In letzter Zeit habe ich mehr darauf geachtet, was in den Grenzfällen digitaler Systeme passiert. Unter normalen Bedingungen scheint mir fast alles reibungslos zu laufen. Das wirkliche Problem tritt auf, wenn die Aufzeichnungen nicht übereinstimmen, die Berechtigung unklar ist, Genehmigungen geschichtet sind und mehrere Parteien in einem einzigen Prozess voneinander abhängig sind. An diesem Punkt werden schwache Systeme offensichtlich.

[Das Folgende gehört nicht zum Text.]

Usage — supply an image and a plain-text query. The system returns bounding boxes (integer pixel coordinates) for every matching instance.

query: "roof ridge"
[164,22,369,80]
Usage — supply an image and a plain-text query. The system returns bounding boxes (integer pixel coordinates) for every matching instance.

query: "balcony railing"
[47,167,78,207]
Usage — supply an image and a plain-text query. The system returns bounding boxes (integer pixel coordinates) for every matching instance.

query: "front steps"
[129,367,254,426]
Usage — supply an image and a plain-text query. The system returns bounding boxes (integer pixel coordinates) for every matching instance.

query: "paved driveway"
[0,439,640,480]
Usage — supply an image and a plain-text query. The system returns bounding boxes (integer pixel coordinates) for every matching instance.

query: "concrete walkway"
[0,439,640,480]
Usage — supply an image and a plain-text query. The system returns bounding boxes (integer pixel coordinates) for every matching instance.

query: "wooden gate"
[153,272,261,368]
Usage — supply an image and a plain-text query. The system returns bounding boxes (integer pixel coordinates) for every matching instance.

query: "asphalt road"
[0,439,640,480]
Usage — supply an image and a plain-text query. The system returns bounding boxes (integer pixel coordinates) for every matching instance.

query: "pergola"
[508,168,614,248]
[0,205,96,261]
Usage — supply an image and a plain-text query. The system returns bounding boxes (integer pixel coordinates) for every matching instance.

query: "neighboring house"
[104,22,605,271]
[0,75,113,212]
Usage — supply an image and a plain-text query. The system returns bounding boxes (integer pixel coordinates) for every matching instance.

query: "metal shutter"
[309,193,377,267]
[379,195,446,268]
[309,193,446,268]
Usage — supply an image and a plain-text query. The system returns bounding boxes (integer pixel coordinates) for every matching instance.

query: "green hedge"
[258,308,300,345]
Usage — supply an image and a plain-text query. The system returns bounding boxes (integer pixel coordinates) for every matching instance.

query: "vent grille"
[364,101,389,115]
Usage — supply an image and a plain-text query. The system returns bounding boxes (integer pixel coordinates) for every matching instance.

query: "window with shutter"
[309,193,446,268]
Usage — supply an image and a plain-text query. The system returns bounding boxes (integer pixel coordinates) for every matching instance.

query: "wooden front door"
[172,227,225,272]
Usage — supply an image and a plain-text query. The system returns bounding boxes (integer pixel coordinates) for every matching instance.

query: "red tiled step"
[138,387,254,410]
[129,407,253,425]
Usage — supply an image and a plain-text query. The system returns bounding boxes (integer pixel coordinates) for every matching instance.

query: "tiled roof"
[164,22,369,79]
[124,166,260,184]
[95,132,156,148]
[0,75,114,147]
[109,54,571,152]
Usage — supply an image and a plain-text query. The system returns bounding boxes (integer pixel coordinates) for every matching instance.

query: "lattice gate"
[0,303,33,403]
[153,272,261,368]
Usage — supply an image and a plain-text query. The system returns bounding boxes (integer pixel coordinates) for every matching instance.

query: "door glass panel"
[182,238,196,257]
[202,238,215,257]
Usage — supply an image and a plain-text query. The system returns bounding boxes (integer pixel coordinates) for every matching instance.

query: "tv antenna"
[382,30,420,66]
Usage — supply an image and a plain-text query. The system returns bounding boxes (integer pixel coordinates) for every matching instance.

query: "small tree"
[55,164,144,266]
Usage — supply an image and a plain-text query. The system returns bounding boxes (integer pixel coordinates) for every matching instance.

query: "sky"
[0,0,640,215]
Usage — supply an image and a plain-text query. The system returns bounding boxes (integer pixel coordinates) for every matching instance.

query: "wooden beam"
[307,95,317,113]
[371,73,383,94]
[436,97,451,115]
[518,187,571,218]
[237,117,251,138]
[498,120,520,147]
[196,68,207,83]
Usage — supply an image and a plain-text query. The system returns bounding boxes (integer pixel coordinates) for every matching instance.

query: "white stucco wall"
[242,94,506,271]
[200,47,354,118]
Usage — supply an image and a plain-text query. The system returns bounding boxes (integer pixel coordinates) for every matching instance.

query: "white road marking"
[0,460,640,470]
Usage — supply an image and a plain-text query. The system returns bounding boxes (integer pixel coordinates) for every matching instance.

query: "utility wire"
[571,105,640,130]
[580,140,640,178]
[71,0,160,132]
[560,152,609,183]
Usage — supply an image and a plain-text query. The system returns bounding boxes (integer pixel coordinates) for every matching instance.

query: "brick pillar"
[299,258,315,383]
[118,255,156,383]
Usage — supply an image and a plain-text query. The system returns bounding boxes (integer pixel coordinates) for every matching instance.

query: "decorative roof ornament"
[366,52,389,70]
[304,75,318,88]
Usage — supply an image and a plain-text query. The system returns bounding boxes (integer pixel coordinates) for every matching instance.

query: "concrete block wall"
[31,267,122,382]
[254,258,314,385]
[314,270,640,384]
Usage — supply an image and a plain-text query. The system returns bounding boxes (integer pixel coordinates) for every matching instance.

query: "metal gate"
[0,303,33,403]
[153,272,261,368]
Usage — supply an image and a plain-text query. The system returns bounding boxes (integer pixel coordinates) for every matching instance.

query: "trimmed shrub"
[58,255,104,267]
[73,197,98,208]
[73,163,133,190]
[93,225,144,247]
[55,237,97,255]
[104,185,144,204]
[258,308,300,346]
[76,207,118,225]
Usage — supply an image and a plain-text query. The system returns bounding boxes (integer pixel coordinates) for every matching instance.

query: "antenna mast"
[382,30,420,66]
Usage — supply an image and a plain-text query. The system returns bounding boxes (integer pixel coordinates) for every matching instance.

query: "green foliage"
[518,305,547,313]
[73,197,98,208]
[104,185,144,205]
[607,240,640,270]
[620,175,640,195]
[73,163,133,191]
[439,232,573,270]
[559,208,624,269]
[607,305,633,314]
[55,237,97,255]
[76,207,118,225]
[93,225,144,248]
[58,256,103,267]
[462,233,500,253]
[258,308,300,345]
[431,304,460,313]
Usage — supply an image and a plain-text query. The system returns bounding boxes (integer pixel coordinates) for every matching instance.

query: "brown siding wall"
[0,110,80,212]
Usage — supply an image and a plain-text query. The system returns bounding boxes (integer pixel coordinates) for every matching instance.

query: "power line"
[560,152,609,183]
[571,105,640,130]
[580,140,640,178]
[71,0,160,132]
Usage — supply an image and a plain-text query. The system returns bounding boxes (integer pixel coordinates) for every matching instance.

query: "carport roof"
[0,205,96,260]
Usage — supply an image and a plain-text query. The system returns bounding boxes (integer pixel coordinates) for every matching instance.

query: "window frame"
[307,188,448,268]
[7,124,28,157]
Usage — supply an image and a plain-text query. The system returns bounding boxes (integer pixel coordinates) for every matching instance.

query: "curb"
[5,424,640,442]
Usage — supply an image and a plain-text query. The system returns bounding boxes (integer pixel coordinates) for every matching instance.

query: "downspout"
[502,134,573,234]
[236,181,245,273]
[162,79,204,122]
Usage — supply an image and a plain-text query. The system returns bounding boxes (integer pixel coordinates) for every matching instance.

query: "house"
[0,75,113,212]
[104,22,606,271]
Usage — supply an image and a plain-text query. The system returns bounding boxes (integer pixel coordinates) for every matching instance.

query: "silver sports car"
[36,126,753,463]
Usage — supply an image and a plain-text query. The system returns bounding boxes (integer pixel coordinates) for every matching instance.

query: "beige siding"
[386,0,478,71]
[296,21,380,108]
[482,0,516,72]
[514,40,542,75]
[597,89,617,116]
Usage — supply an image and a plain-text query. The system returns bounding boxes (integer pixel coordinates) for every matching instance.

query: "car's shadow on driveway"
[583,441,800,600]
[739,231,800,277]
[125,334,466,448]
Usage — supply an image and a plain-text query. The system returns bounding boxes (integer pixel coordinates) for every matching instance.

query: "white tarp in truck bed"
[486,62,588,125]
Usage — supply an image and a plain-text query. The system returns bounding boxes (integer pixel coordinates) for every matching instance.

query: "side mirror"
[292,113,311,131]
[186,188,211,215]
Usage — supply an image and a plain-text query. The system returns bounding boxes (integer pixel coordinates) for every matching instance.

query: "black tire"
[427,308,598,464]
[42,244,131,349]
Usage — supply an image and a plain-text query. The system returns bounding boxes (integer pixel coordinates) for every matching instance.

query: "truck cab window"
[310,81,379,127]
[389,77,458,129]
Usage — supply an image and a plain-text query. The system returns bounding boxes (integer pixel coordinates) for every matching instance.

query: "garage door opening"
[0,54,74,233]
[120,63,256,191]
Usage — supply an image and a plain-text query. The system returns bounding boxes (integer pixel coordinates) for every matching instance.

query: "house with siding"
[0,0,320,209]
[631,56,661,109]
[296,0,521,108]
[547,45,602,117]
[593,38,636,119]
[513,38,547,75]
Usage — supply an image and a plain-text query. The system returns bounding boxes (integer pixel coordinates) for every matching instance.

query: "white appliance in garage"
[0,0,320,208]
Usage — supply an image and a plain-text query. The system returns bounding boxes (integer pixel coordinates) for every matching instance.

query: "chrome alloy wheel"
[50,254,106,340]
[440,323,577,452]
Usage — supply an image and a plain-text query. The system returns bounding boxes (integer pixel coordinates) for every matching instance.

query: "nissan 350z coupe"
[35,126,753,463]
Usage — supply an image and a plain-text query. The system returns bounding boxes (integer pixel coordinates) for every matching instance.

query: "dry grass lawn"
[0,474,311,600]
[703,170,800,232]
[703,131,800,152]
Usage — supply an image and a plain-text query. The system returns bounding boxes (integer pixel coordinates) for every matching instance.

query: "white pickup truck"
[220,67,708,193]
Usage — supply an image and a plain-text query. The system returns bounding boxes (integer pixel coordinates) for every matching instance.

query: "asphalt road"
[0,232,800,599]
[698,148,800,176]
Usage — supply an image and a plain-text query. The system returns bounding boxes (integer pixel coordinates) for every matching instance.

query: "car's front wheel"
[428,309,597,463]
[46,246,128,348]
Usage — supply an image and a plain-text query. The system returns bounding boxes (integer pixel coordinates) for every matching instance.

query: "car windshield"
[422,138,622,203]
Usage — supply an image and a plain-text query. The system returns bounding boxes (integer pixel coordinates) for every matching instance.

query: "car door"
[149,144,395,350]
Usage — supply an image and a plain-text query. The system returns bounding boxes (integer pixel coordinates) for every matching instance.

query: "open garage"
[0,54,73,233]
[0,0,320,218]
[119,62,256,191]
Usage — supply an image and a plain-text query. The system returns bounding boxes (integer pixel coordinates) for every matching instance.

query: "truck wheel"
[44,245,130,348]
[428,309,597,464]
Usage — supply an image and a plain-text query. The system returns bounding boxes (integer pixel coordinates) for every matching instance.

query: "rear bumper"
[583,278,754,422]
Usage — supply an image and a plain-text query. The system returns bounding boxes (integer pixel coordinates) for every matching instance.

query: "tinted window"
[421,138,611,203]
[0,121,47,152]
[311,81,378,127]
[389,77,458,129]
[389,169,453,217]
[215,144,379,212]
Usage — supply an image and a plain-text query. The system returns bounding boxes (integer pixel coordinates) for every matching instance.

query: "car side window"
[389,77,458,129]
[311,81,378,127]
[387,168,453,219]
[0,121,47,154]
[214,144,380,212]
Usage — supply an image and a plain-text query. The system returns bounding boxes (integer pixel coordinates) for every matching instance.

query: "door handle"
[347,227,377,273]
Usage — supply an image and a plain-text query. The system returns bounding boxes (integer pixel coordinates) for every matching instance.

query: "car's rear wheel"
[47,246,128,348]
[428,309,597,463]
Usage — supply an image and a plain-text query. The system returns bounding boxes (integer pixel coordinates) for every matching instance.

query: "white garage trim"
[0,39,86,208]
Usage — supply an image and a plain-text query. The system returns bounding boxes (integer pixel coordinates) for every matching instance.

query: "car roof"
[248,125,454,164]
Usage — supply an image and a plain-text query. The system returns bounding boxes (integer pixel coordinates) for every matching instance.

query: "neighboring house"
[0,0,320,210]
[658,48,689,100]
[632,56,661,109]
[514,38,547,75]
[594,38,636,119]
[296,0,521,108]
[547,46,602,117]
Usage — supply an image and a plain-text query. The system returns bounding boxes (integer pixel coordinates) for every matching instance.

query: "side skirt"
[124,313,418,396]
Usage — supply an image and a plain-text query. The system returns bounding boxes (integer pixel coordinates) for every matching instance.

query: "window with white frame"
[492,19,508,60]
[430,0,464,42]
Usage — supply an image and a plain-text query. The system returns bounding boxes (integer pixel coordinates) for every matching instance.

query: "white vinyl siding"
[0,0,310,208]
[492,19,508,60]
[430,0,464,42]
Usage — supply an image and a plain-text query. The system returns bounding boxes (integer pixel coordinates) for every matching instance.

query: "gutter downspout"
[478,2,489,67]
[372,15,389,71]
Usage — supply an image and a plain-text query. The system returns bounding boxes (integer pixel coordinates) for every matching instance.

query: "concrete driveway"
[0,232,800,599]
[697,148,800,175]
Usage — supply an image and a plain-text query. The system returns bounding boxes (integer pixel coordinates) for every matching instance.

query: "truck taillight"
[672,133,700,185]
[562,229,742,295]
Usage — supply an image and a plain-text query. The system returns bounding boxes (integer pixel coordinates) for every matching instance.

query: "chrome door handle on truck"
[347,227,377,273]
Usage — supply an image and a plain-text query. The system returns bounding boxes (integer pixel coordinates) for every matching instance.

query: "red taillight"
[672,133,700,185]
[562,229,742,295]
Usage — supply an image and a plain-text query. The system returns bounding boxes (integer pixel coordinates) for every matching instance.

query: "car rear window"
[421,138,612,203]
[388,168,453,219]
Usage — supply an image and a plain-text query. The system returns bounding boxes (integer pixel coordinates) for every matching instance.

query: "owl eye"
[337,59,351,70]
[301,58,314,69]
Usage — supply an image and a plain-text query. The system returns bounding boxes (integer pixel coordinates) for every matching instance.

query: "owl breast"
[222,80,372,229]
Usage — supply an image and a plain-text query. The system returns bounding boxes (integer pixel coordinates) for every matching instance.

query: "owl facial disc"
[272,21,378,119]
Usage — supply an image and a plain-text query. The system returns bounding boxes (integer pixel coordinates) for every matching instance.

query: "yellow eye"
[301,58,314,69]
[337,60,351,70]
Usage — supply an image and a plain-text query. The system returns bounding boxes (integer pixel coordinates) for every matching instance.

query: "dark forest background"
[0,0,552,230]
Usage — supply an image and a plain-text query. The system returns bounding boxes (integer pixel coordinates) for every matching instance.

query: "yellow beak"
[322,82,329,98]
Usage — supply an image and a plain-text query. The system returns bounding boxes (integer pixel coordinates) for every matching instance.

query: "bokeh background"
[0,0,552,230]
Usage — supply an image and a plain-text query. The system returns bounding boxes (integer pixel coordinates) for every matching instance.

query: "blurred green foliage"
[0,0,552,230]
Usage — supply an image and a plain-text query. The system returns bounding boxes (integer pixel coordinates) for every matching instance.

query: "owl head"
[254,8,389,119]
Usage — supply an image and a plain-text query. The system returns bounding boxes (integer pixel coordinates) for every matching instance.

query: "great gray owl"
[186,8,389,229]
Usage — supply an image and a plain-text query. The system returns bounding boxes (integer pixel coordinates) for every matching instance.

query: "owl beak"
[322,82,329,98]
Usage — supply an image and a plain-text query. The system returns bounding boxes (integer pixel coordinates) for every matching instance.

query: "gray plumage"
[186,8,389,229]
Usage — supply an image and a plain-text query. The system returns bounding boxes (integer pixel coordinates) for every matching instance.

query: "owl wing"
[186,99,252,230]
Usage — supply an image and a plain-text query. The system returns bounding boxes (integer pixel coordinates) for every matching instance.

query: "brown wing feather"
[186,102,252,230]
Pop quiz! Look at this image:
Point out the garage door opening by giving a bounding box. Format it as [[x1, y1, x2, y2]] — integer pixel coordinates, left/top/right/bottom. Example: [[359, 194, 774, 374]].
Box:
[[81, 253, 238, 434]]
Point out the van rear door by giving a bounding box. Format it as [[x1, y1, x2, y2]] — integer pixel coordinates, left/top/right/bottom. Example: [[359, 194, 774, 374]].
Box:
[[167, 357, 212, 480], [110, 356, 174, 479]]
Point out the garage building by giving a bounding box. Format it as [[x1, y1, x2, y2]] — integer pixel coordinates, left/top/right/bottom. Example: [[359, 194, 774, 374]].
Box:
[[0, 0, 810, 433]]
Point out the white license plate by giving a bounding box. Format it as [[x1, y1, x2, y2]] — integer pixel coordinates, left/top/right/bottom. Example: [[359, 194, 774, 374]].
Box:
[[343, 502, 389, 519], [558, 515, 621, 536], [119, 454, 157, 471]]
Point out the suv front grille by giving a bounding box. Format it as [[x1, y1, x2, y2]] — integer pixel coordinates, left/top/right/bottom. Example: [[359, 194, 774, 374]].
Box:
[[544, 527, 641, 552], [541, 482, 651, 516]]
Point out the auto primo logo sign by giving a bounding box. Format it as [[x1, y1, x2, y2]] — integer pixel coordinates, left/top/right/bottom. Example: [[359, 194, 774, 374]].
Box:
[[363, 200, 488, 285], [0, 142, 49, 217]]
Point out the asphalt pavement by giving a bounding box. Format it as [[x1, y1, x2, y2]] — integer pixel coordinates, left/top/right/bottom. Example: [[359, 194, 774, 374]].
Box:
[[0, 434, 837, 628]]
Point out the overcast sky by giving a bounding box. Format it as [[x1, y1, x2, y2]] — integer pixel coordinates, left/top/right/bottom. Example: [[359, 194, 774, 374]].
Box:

Das ist ein Grund, warum SIGN mir ins Auge springt. Ich finde es nicht nur interessant, weil es um Vertrauen oder Verifizierung geht. Ich finde es interessant, weil es auf eine Struktur hinweist, in der Identität, Aufzeichnungen und Wertbewegungen nicht als separate Probleme behandelt werden. Für mich ist das wichtiger als oberflächliche Aufmerksamkeit, denn starke Infrastrukturen werden nicht danach bewertet, wie gut sie unter einfachen Bedingungen aussehen. Sie werden danach bewertet, wie sauber sie Druck, Komplexität und Ausnahmen handhaben, wenn die Dinge nicht mehr einfach sind.

Das ist die Perspektive, zu der ich immer wieder mit SIGN zurückkehre. Wenn ein System auch dann klar bleiben kann, wenn die schwierigen Fälle eintreten, ist das in der Regel ein viel stärkeres Zeichen für langfristigen Wert als das Geräusch, das darum herum entsteht.